On Clement Attlee’s birthday, let’s remember how he helped to rebuild the Labour Party from bitter defeat in 1931 to stunning victory in 1945. A source of hope in our times.
If the Christmas and New Year festivities haven’t been enough to get rid of the political gloom, there’s a big dose of hope in Britain’s radical history which might help you.
Clement Attlee, who was born today in 1883, is best-known for leading the Labour Party to its great landslide victory in 1945.
But, as ever, the bright shine of success has obscured the years of tough graft which went before it.
Attlee's Labour Party rebuild
For Attlee, these years began in 1931 – Labour’s annus horribillis.
It was in October of that year that the Labour Party suffered a general election defeat which makes last month’s look small by comparison…
The Party, amid the political chaos of the Great Depression, lost 2 million votes as the Tories swept to power – Labour was left with just 52 MPs!
But one of these was Clem Attlee, and it was to him that the burden of leading Labour’s recovery would fall.
Following the election rout, the Party turned to the veteran MP, George Lansbury, for a new leader, with Attlee as his deputy.
The two made a fine, if peculiar, pairing.
Lansbury was a devout pacifist who had condemned the First World War while Attlee – widely-known as ‘Major Attlee’ – was a veteran of the conflict.
But the two men were old friends who’d worked together for years.
What’s more, they shared a total commitment to rebuilding Labour’s political fortunes after 1931.
Lansbury, though formally the leader, was an old man, so it was Attlee who did the bulk of the job of leading Labour – especially in the House of Commons.
During those first few years, a regular feature of Westminster politics was Clem Attlee, stood before the hulking mass of Government MPs, condemning their neglect of the British working class and demanding radical solutions to the radical problems posed by the Depression.
He called for state intervention in the economy to reboot growth and alleviate poverty; for the abolition of the House of Lords to democratise British politics; and for the decolonisation of India to wind down imperialism abroad.
Attlee’s work helped kickstart Labour’s political recovery.
Attlee's ascent to the top
In the 1935 General Election, the Party gained over a hundred seats.
The show was back on the road.
After the election, Attlee was elected leader of the Labour Party (Lansbury having resigned a few months earlier).

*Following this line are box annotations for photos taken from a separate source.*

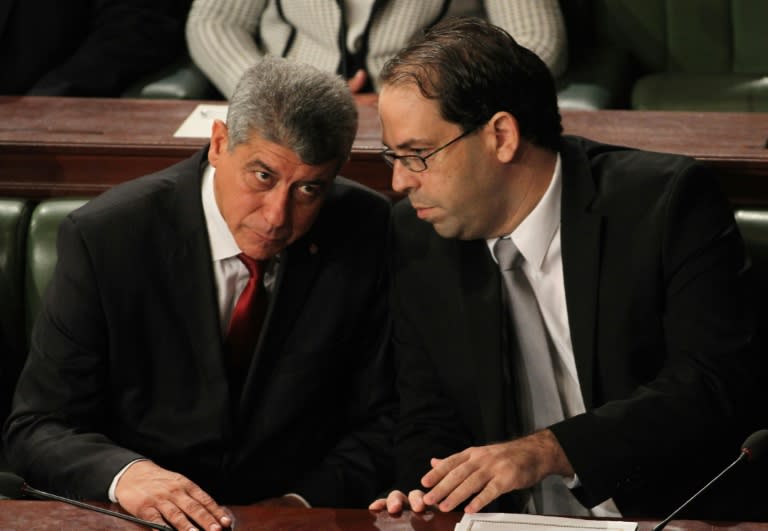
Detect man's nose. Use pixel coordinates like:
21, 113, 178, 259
262, 187, 291, 229
392, 160, 418, 193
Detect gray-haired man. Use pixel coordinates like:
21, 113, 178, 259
5, 59, 391, 529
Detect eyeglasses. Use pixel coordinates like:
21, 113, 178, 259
381, 127, 478, 172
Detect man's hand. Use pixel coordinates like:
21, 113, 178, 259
368, 490, 427, 514
421, 430, 574, 513
115, 461, 232, 531
253, 494, 309, 509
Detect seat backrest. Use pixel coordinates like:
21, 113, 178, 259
0, 199, 32, 458
593, 0, 768, 74
24, 198, 88, 337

Over the next few years, he fought hard against the Tory government’s increasingly determined appeasement of fascism in Europe.
In December 1937, Attlee made a solidarity tour of Republican Spain (which had been abandoned to its fate by the British government) as it struggled to hold out against Franco’s insurgent army; and in 1938, he denounced the Munich Agreement as a shameless capitulation to Hitler.
When war at last came, Attlee insisted on having Churchill as Prime Minister – the only Tory he trusted to follow the fight through to the end – before Labour would join a wartime coalition government.
Once in government, Attlee (as Deputy PM) and his fellow Labour ministers gave their all to achieving the defeat of the fascist powers.
And, when that defeat was at last achieved in 1945, Labour went to the polls with a confidently radical election manifesto, ‘Let Us Face the Future’, which began,
“The Labour Party is a socialist party and proud of it. Its ultimate purpose at home is the establishment of the Socialist Commonwealth of Great Britain.”
The post-war Labour resurgence
The result was a vindication of all the work Attlee and his comrades had put into Labour’s post-1931 recovery: 47.8% of the vote (almost 12 million) and 393 seats, with a 12% swing from Tory to Labour.
Attlee strolled into 10 Downing Street and, along with the likes of Nye Bevan and Ellen Wilkinson, set to building a better world.
This story – the story of Clement Attlee and Labour from 1931 to 1945 – is the simple proof that, after night, comes day.
As a Chilean poet once wrote:
“You can cut all the flowers but you cannot keep spring from coming.”